For the first time in a decade, the US experienced one of the largest failures by a US lender – Silicon Valley Bank.    

Today, Treasury Secretary Janet Yellen reacted to the largest failure by a US lender in more than a decade by declaring that the US banking system “remains resilient” and regulators “have effective tools” to address fallout from the collapse of Silicon Valley Bank.

Ms. Yellen called a meeting today with leaders from the Federal Reserve, the Federal Deposit Insurance Corp. and the Office of the Comptroller of the Currency to discuss developments around SVB, the Treasury said in an emailed statement.

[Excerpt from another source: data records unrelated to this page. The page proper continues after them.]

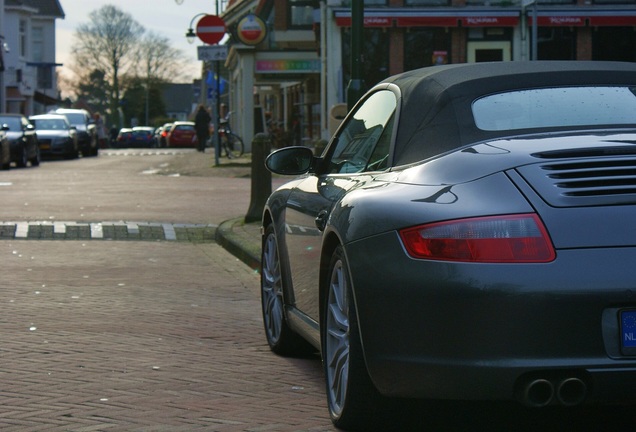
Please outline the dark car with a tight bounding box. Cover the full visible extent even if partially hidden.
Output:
[0,114,40,167]
[166,121,197,147]
[51,108,99,157]
[261,61,636,430]
[29,114,79,159]
[159,123,174,147]
[113,128,132,148]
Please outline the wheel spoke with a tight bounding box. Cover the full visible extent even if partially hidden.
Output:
[325,261,350,413]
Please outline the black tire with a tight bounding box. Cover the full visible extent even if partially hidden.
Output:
[226,132,245,158]
[321,246,389,430]
[261,224,316,357]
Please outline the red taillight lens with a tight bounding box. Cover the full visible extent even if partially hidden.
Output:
[400,214,555,263]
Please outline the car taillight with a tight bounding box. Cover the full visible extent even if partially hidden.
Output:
[400,214,556,263]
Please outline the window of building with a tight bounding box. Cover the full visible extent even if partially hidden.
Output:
[342,28,389,94]
[404,0,452,6]
[592,27,636,62]
[37,66,53,90]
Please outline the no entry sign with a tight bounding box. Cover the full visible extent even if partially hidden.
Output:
[197,15,225,45]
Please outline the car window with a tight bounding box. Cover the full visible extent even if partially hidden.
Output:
[472,87,636,131]
[327,90,397,173]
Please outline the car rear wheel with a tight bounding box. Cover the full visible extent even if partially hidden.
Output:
[261,224,316,356]
[322,246,385,430]
[16,146,29,168]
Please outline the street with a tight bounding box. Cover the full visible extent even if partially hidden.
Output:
[0,150,631,432]
[0,151,333,431]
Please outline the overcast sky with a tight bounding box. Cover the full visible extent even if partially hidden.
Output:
[56,0,220,79]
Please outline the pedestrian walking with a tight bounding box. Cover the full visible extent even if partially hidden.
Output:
[93,113,106,148]
[194,105,212,152]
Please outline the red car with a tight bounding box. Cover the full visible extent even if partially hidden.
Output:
[166,122,198,147]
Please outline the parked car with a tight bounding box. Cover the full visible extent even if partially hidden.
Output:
[0,114,40,167]
[52,108,99,157]
[166,121,197,147]
[0,124,11,170]
[114,128,132,148]
[130,126,155,148]
[29,114,79,159]
[261,61,636,430]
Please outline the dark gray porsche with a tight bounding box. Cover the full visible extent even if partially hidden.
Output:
[261,62,636,428]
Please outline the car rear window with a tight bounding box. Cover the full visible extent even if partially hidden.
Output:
[472,86,636,131]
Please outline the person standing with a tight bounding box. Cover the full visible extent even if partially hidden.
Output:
[194,105,212,152]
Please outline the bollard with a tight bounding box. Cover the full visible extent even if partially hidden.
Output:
[245,133,272,223]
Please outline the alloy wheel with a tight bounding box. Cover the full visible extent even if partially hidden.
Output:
[261,232,284,344]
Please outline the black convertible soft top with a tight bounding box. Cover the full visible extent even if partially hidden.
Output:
[378,61,636,165]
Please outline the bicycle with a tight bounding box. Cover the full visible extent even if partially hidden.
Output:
[219,113,245,159]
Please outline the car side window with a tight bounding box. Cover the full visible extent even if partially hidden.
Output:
[327,90,397,174]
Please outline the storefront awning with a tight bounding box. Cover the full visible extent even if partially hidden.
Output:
[334,5,636,27]
[334,8,519,27]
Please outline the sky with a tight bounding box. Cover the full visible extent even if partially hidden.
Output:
[55,0,221,88]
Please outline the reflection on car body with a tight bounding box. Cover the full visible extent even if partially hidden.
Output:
[29,114,79,159]
[261,61,636,430]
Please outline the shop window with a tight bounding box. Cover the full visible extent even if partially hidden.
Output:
[342,28,389,94]
[538,27,576,60]
[404,27,450,71]
[404,0,452,6]
[287,0,319,29]
[592,27,636,62]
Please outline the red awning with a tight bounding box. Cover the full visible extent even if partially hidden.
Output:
[527,8,636,27]
[334,5,636,28]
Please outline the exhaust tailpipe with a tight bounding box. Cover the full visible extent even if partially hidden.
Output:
[522,379,556,408]
[556,378,587,406]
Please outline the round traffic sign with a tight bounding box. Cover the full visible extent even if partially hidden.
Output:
[197,15,225,45]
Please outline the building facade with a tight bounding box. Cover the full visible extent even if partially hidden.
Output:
[221,0,636,145]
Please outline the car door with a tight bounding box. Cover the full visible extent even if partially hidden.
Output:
[285,89,398,322]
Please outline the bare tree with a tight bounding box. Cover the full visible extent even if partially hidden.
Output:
[72,5,145,125]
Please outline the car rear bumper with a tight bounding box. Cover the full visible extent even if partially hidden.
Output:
[346,232,636,406]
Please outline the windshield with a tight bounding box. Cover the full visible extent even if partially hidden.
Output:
[472,87,636,131]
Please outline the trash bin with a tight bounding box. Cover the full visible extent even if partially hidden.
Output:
[328,103,347,136]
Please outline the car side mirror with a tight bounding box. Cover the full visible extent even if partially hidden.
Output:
[265,146,315,175]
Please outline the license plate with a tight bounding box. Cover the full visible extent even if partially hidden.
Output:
[620,309,636,355]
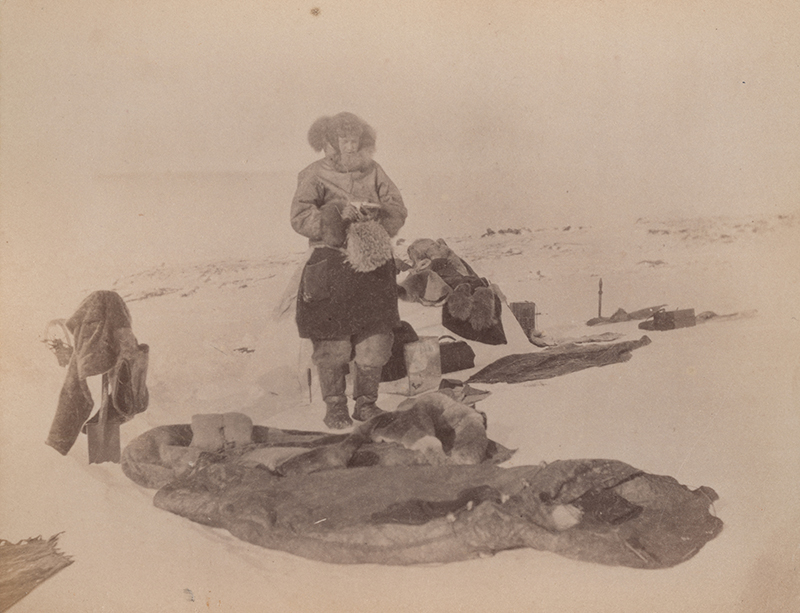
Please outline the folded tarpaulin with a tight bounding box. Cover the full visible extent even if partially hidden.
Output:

Regulators stepped in and seized the bank today in a stunning downfall for the lender that had quadrupled in size over the past five years and was valued at more than $40 billion last year. That followed a tumultuous week that saw an unsuccessful attempt to raise capital along with a cash exodus from the tech startups that had fueled the lender’s rise.

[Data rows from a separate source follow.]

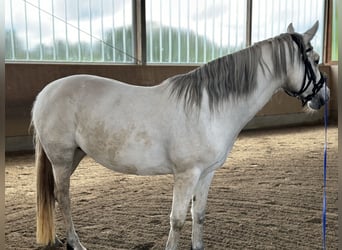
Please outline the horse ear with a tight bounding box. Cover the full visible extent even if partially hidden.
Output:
[303,21,319,44]
[287,23,294,33]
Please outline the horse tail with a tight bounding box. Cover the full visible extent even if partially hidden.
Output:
[35,134,55,245]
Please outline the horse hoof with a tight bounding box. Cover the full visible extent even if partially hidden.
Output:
[67,243,87,250]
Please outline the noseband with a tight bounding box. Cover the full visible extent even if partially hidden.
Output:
[285,34,327,106]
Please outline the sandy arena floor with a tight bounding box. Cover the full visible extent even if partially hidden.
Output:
[5,126,338,250]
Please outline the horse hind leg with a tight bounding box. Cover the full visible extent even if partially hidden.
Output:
[53,148,86,250]
[165,168,201,250]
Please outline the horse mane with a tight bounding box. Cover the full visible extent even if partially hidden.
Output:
[168,33,303,110]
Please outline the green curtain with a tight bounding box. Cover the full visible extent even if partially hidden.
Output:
[331,0,338,61]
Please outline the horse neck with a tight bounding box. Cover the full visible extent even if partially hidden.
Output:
[221,64,284,133]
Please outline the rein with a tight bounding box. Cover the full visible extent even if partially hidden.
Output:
[285,34,326,106]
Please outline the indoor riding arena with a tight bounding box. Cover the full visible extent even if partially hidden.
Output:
[5,0,338,250]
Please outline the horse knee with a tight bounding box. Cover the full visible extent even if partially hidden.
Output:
[193,213,205,225]
[171,218,185,232]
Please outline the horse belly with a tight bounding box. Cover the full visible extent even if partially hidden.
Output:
[77,126,172,175]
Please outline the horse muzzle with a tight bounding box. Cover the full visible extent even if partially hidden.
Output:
[308,83,330,110]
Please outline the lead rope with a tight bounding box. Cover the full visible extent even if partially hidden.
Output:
[322,81,328,250]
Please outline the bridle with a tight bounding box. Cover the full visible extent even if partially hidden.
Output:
[284,34,327,106]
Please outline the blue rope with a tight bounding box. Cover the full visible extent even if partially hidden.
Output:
[322,84,328,250]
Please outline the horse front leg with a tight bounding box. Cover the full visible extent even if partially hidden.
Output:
[191,172,214,250]
[165,169,201,250]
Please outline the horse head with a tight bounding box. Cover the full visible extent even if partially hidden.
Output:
[284,21,330,110]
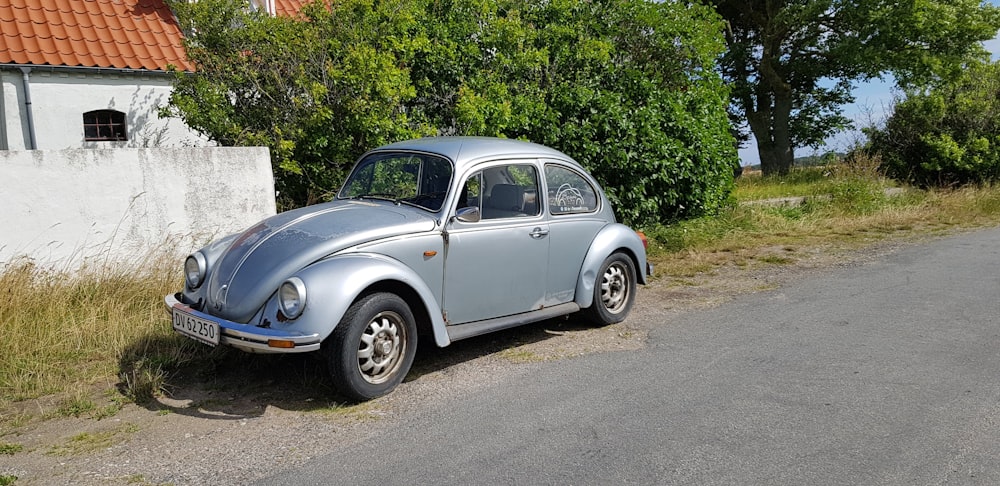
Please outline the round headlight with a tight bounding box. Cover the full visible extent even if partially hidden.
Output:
[184,252,208,290]
[278,277,306,319]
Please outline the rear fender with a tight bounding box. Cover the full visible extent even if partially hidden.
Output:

Just days earlier, Silvergate Capital Corp. also announced it was shutting down its bank.

This combination of bank failures triggered a broader selloff in financial industry stocks. The Treasury statement was aimed at reassuring financial markets and preventing a wider investor panic.

In the US, Thursday was the worst day for the KBW Bank Index since June 2020, as its members shed more than $90 billion of value. The biggest banks in Europe lost more than $40 billion from their market capitalizations today.

As a refresher, the Federal Deposit Insurance Corporation provides $250k of insurance coverage to depositors.  It is automatic coverage whenever a deposit account is opened at an FDIC-insured bank or financial institution.
Please Note: Not all products offered by banks are covered by FDIC insurance. Many (not all!) Credit Unions are covered by the National Credit Union Share Insurance Fund (NCUSIF) that also provides $250k of insurance coverage to depositors.

The following are examples of deposit products insured by the FDIC:

  • Checking accounts
  • Savings accounts
  • Money market deposit accounts
  • Certificates of deposit (CD)
  • Prepaid cards (assuming certain FDIC requirements are met)

The amount of FDIC insurance coverage you may be entitled to, depends on the FDIC ownership category – the manner in which you hold your funds at the bank.  FDIC ownership categories include single accounts (checking, savings and money market deposit accounts), certain retirement accounts and employee benefit plan accounts, joint accounts, trust accounts, business accounts as well as government accounts.

Coverage Limit: All single accounts owned by the same person at the same bank are added together and insured up to $250,000.  Generally, each person (with a unique social security number) has up to $250k of coverage in total across all accounts.